After a career spanning 26 years that included overcoming both injury and kidney cancer, pro wrestler Kenta Kobashi has retired. A commemorative fight#finalburning, took place at the Nippon Budokan in Tokyo on May 11, but you can bet it will trend again when the six-hour “complete” version with documentary footage added airs on May 26.

J-blip: The secret behind Disney + Gogo no Koucha

Friday, May 3rd, 2013

Kirin is currently collaborating with Disney to celebrate the 30th anniversary of Disneyland. Not only are they giving away a grand prize of a 30-night stay for four at the DisneySea Hotel Miracosta, year-long passes to both parks and a resort giftcard worth a million yen, but each flavor of their popular Gogo no Koucha (“Afternoon Tea”) features a different character on the package:  the straight tea has Mickey Mouse; lemon has Winnie the Pooh; and milk has Donald Duck.

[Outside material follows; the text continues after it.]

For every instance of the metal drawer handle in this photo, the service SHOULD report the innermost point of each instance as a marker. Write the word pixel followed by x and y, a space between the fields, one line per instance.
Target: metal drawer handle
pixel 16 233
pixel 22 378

Recently, an observant fan noticed there are different numbers on each bottle and decided to investigate. To his delight he found  60 numbers on the the straight tea version and 18 on the lemon tea and milk tea. His interest piqued, he bought all of them and took photos of each in sequence.

Although it is hinted at on Gogo no Koucha’s site, only a clever and dedicated tea drinker would go to all this trouble. By lining up each “frame” in video form, he revealed short animations of each character.

While we’d like to praise this creative campaign, it’s a bit ironic considering Disney just laid off nine veteran hand-animators.